As Harriet became a mainstay at the center, her handlers proudly declared that she put them “on the map.” She traveled across the country — to New York and Los Angeles — to appear on “Today,” “The Tonight Show” and “The Colbert Report.” When eagles were removed from the Endangered Species list in 2007, she was brought to Washington to celebrate that, too.

Around Minnesota, Harriet was even a familiar face to those who never met her, as her likeness was featured on the state’s Support Our Troops license plate.


(National Eagle Center)

Her memory especially resides with the veterans she visited. Her injury left her with scar tissue and damaged feather follicles, creating a distinctive jagged tuft on her head. These became a marker of her resilience: a reminder that she, too, was once close to death and overcame it.

Harriet developed a particularly close relationship with Sgt. Shane Parsons, a combat veteran who lost his legs in Iraq. After a roadside bomb detonated under his Army Humvee in 2006, he suffered severe brain trauma and two cardiac arrests.

At first, Parsons’s mother, Cindy Parsons, wrote in the 2014 book “Wounded Warriors: A Soldier’s Story of Healing Through Birds,” the challenges seemed insurmountable. But then he met Robert Vallieres, a disabled Vietnam veteran and bird handler, and Vallieres introduced him to Harriet.

Shane Parsons grew up enamored with the outdoors. He loved following small animals — turtles, birds and other creatures — and learned to distinguish one bird from another. The affinity for nature remained after he was changed by war.

Cindy Parsons, who described meeting Harriet and Vallieres as her son’s “saving grace,” wrote:

All I can say is this: that eagle healed Shane in ways no human possibly could…One time Bob [Vallieres] let Shane stroke the feathers on Harriet’s back. Shane and the bird locked eyes and Shane said, ‘See, Mom, when I stare into Harriet’s eyes, she understands me, understands my pain, I can see it in her eyes.’
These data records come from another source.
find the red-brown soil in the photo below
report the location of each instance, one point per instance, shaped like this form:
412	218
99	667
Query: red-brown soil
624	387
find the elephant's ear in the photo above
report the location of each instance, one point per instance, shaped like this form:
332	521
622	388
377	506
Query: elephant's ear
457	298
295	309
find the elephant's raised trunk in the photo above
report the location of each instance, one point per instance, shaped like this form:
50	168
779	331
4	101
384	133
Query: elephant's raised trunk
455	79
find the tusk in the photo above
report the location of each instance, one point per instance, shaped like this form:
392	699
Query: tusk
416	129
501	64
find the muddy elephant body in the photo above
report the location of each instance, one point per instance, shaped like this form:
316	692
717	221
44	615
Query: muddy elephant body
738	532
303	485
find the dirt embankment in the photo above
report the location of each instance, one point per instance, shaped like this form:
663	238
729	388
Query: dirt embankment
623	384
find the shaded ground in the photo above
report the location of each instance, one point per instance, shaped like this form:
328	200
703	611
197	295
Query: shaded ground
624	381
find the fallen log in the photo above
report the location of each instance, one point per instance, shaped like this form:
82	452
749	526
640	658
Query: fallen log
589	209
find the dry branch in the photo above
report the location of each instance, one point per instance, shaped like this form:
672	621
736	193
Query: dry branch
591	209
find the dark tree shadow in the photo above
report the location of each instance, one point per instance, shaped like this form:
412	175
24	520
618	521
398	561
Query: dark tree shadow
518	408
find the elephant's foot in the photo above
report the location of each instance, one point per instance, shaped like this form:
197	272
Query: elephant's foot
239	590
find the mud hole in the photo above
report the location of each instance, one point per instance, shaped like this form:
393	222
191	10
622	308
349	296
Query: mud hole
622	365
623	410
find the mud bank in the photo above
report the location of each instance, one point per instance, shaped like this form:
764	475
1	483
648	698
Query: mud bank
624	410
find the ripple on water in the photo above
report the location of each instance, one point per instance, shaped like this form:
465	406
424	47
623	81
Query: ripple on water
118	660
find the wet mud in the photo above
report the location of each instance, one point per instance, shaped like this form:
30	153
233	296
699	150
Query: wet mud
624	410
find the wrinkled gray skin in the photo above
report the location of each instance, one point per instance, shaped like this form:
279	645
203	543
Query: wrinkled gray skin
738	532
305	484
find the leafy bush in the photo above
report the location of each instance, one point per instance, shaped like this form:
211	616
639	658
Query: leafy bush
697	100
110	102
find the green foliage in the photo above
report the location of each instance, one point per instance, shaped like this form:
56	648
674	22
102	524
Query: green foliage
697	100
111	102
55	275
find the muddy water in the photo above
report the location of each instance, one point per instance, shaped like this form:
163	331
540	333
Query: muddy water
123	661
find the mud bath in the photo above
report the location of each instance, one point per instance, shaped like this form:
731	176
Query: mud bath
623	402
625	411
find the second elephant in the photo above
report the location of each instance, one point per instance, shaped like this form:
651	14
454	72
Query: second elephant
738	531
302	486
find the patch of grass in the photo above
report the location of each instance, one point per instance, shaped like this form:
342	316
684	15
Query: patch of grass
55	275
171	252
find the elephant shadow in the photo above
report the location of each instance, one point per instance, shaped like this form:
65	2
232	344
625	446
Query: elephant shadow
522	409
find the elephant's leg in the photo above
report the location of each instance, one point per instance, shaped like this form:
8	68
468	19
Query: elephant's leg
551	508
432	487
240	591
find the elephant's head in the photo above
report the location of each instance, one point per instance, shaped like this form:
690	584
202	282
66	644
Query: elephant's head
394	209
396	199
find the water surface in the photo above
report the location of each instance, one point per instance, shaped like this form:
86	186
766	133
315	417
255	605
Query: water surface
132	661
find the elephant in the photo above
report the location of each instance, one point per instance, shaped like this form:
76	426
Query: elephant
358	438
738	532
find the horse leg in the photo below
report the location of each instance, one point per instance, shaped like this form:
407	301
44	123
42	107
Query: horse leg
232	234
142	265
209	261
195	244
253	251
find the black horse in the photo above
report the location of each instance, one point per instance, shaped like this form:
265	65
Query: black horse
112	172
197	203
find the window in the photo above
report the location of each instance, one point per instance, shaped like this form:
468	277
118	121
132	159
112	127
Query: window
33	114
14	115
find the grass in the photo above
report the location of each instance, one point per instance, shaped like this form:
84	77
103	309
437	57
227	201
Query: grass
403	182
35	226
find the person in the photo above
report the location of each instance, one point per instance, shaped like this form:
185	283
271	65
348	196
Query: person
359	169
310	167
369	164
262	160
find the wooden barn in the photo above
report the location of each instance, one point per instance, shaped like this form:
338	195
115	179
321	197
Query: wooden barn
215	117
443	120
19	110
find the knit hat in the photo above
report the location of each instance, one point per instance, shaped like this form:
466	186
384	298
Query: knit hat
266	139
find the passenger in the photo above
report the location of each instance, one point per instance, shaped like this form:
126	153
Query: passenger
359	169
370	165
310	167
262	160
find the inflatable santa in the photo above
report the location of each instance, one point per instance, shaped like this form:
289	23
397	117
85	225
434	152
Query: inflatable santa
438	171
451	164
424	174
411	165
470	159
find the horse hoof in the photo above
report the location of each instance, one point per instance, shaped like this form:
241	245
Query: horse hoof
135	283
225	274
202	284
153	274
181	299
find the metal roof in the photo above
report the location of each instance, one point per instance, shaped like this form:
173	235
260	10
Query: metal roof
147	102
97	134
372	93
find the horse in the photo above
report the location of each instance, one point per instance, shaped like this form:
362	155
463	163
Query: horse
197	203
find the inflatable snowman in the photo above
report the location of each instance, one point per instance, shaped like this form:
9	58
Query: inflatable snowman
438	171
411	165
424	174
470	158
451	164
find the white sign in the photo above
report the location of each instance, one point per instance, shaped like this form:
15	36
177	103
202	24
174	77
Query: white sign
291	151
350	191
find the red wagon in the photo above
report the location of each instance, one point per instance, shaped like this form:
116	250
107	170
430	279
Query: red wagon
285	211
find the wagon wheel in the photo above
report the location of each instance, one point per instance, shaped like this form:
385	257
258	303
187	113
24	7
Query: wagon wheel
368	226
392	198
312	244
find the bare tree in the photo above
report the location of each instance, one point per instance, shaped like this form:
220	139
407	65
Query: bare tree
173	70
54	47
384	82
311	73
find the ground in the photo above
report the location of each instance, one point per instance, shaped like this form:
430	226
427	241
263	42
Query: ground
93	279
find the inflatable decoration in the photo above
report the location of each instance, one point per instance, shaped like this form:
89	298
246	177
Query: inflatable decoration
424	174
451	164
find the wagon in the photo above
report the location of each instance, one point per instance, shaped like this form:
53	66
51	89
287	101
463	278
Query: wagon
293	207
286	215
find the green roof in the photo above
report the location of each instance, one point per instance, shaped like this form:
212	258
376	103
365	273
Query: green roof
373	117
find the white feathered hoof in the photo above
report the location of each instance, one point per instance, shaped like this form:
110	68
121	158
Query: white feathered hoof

Others have concurred that Harriet’s piercing eyes, round and eternal, inspired strength.

“When I had some hard days trying to figure out how to get things done,” said Don Jacoby, a National Eagle Center board member, in a tribute video, “I looked that eagle in the eye and she would look back at me and say, ‘You wanna do it, you can do it.’ ”

In addition to being a source of support, Harriet was also a symbol of successful conservation. After coming dangerously close to extinction just decades before, bald eagles enjoyed a resurgence across the country thanks to efforts to reintroduce them in areas — like Wisconsin — where they had disappeared.

“What we owe Harriet is to continue that legacy of work to conserve wild places,” Eckstein said in the video.

Condolences poured into the National Eagle Center’s Facebook page on Thursday.

“Our now 11-year-old son first saw her when he was just learning to talk,” one user wrote. “It was love at first sight, and he had an unwavering love for her until the end. She was more than just a lovely bird … she fostered goodwill and good hearts in those who were lucky to encounter her.”

Someone else commented: “When my depression got bad I went to see Harriet and just like that she touched my life in a way that brought me out of sadness and into happiness.”